Штрафной удар - Страница 28
– Что от Матюхина? – спросил он.
– Надо ждать ночи, – и, перехватив строгий взгляд, пожал плечами. – Такая связь. И партизаны молчат.
– Послушайте, Лебедев, командарм принял решение – начинать завтра. Он верит Матюхину. Фронт утвердил его решение. Открою тайну: командарм будет рвать оборону всеми танковыми силами в одном месте. На той лощине в направлении эсэсовцев. Хуже того. Танковая атака начнется одновременно с началом общей артподготовки… «Катюши» проделают проходы в минных полях, и они пойдут.
– Интересно, – профессионально заинтересовался Лебедев и бросился к карте. – О таком я не слышал.
– Интересно получится, если они напорются на танковую дивизию. Во всей нашей армии меньше танков, чем у нее одной. Вы представляете, как будем выглядеть мы? Тем более что в связи с решением командарма я отослал капитана Маракушу в часть.
– Что докладывал на совещании контрразведчик?
– Вам что-нибудь известно?
– Да. Я вам докладывал Кроме того, мы анализировали обстановку с Кашириным.
– Полковник Целиков сообщил, что они обезвредили резидента и продолжают игру. Но командарм приказал сменить сигнал.

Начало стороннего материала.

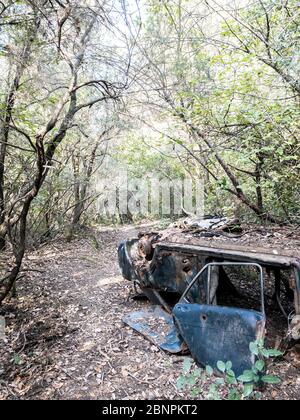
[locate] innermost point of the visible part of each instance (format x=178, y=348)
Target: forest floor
x=65, y=338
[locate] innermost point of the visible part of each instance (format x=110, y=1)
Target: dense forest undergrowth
x=65, y=336
x=103, y=103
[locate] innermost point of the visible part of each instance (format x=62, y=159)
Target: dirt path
x=65, y=336
x=72, y=342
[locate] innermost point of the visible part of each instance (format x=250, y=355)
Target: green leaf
x=187, y=364
x=230, y=373
x=254, y=348
x=230, y=379
x=181, y=382
x=228, y=365
x=209, y=370
x=260, y=365
x=247, y=376
x=248, y=389
x=272, y=353
x=270, y=379
x=221, y=366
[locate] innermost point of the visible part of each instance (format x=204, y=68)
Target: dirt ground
x=65, y=338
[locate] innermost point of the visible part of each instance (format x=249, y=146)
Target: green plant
x=227, y=385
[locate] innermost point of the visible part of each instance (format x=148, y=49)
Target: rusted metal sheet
x=214, y=333
x=158, y=326
x=166, y=263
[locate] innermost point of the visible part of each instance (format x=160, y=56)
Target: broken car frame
x=190, y=274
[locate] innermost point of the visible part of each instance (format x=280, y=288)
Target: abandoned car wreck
x=215, y=289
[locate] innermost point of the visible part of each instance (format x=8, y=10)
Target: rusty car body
x=185, y=276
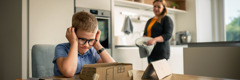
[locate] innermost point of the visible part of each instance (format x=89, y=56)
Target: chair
x=42, y=56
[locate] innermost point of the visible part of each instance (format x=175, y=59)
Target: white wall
x=94, y=4
x=187, y=21
x=197, y=20
x=204, y=21
x=11, y=39
x=48, y=21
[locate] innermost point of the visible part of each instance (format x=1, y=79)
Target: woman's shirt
x=164, y=29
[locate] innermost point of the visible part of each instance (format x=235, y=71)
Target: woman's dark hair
x=164, y=12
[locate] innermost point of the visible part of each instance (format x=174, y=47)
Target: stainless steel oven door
x=104, y=27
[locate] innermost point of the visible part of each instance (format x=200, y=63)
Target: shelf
x=143, y=6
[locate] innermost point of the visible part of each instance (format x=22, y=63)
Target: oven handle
x=102, y=18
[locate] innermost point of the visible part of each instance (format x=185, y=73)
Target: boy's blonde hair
x=84, y=21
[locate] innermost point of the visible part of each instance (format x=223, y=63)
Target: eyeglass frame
x=87, y=40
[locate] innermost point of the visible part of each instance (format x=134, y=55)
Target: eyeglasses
x=83, y=41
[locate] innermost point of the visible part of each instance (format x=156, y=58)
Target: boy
x=83, y=47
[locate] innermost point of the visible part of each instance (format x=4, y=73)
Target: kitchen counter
x=215, y=44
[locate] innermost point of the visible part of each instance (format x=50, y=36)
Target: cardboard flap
x=161, y=68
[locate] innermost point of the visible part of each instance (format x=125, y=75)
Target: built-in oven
x=103, y=18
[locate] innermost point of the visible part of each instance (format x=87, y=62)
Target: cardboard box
x=160, y=70
x=150, y=2
x=106, y=71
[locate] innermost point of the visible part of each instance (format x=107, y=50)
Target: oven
x=103, y=18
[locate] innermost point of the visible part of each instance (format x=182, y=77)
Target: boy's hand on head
x=71, y=36
x=98, y=35
x=97, y=45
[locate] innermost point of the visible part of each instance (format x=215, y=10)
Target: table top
x=137, y=75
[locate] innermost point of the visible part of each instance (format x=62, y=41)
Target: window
x=232, y=19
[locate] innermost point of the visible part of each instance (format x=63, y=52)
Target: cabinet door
x=94, y=4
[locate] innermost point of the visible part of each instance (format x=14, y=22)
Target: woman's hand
x=151, y=42
x=71, y=36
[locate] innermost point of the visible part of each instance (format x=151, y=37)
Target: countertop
x=215, y=44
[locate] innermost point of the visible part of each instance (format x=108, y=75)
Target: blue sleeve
x=60, y=51
x=96, y=55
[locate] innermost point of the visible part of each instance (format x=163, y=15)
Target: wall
x=197, y=20
x=94, y=4
x=204, y=21
x=10, y=33
x=48, y=22
x=187, y=21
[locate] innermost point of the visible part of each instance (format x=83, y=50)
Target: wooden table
x=137, y=74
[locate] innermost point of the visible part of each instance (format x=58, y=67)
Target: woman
x=160, y=28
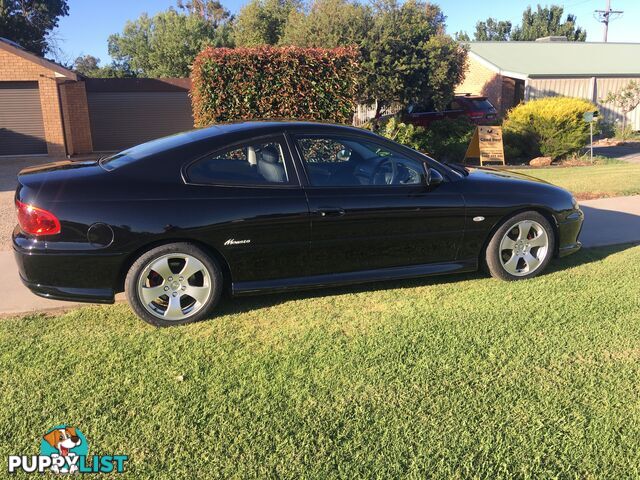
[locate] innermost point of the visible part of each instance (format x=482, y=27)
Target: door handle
x=330, y=211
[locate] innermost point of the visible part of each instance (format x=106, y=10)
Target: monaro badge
x=233, y=241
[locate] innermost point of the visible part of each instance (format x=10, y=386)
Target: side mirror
x=343, y=155
x=432, y=177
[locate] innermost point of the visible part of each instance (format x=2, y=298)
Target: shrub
x=269, y=82
x=552, y=126
x=445, y=140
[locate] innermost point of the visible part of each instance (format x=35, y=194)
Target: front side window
x=333, y=161
x=255, y=163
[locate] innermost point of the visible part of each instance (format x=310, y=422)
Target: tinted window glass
x=335, y=161
x=259, y=163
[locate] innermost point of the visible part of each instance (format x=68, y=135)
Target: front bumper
x=568, y=232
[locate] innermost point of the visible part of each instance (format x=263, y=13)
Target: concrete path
x=629, y=152
x=608, y=221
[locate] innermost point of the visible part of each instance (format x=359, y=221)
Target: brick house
x=511, y=72
x=43, y=106
x=50, y=110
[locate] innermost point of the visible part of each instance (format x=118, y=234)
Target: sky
x=90, y=22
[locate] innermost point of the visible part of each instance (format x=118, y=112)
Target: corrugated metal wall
x=21, y=125
x=612, y=114
x=592, y=89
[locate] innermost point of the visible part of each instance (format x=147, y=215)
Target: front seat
x=269, y=166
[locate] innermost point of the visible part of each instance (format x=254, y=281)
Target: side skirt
x=352, y=278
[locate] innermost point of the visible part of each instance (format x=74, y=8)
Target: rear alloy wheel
x=174, y=284
x=521, y=248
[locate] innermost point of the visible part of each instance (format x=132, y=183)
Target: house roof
x=16, y=49
x=551, y=59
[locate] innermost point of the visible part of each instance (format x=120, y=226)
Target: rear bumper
x=568, y=233
x=72, y=276
x=88, y=295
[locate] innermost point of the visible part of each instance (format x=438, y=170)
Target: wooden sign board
x=486, y=145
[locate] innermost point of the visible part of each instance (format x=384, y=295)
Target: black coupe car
x=272, y=206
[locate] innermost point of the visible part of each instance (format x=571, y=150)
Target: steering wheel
x=384, y=163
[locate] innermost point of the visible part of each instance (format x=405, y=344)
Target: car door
x=370, y=207
x=251, y=208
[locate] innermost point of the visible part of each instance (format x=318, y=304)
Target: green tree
x=210, y=10
x=89, y=66
x=262, y=22
x=544, y=22
x=166, y=44
x=407, y=57
x=547, y=21
x=492, y=30
x=29, y=22
x=86, y=65
x=626, y=99
x=328, y=24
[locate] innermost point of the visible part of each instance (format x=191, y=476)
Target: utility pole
x=605, y=16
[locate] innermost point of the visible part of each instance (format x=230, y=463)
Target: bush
x=269, y=82
x=552, y=126
x=445, y=140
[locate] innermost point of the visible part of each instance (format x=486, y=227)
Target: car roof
x=268, y=126
x=203, y=138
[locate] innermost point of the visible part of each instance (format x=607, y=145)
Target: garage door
x=21, y=127
x=123, y=119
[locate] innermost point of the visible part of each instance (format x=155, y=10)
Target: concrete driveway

– Как это – сменить сигнал? Уведомить противника, что наши резервы на месте и что мы можем начать наступление?
– Именно.
– Но какой же резон?
– Не все понимаю. Командарм, посмеиваясь, сказал, что это вызовет у противника если и не панику, то, во всяком случае, разногласия.
– Что ж… Может быть, в этом есть доля истины.
– Но вы представляете, что произойдет, если противник разберется во всех этих увертках?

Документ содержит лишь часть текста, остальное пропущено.